Aguardó a que regresara, pero pasó el tiempo y viendo que no aparecía, le preguntó preocupado al mesero si había visto a la joven que estuvo conversando con él durante toda la noche.  El mesero se lo quedó viendo sorprendido:

—¿Cuál joven, monsieur?

– La que estaba conmigo – contestó Hugh.

—Yo no he visto a nadie  –respondió el mesero y entonces Hugh cayó en la cuenta de que la copa de Margaretha seguía intacta como si nadie la hubiera tocado. ¿Habría sido todo un juego de su imaginación?

Molesto ante la sonrisa inquisitiva  del mesero, pagó la cuenta y  ya se disponía a retirarse cuando vio sobre la silla  en la que había estado Margaretha una pulsera con varios dijes de oro.
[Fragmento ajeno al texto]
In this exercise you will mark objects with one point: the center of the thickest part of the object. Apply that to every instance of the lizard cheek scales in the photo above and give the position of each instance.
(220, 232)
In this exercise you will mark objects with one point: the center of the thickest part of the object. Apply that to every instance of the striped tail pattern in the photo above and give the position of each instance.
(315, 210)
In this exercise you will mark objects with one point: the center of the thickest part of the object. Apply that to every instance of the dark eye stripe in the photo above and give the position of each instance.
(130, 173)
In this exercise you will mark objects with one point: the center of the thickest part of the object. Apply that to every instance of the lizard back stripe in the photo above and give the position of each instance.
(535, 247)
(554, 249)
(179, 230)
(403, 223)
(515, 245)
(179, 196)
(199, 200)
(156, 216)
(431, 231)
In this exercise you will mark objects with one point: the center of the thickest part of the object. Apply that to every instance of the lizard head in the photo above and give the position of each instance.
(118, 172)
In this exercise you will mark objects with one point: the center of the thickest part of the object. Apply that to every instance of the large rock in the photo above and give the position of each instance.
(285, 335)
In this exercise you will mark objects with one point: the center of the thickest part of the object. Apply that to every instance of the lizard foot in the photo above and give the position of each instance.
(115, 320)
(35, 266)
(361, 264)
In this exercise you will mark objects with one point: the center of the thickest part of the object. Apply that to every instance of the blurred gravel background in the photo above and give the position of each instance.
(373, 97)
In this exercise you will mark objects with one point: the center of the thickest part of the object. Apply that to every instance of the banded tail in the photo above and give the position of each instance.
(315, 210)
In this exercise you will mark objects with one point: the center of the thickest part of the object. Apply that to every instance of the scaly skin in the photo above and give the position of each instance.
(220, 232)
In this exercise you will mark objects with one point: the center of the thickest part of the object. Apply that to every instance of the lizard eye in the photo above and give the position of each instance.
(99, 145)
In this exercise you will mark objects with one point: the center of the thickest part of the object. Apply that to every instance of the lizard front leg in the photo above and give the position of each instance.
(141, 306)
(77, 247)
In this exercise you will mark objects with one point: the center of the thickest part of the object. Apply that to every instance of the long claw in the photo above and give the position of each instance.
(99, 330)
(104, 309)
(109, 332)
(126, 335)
¡Era de ella! Pero, ¿entonces? 

Una honda inquietud se apoderó de él. Ya no  quiso volver a reunirse esa noche con sus compañeros. Volvió a su  hotel que estaba situado en la calle San German  cerca al café, entró a la sala de internet y escribió en el buscador "Viccennes 15 de octubre".  La respuesta lo dejó atónito. La imagen que le devolvía la pantalla era la misma de la mujer con la que había compartido la noche. No menos sorprendente era lo que decía el texto:

 "Margaretha Geertruida Zelle, más conocida como Mata Hari, fue una famosa bailarina y actriz holandesa condenada a muerte por espionaje y ejecutada durante la I Guerra Mundial en Vincennes, cerca de París el 15 de octubre de 1917. Tenía cuarenta años. Su cuerpo no fue enterrado, se empleó para el aprendizaje de anatomía de los estudiantes de Medicina como se hacía con los ajusticiados en aquella época. Su cabeza embalsamada, permaneció en el Museo de Criminales de Francia hasta 1958, año en el que fue robada, seguramente por un admirador". 

Al día siguiente en horas de  la noche, Hugh Donovan retornó a Houston,  ansiaba reunirse de nuevo con su novia; su matrimonio se realizaría en menos de dos meses.

 Pero él sabía que antes, debía realizar un viaje a San Francisco para  cumplir una promesa.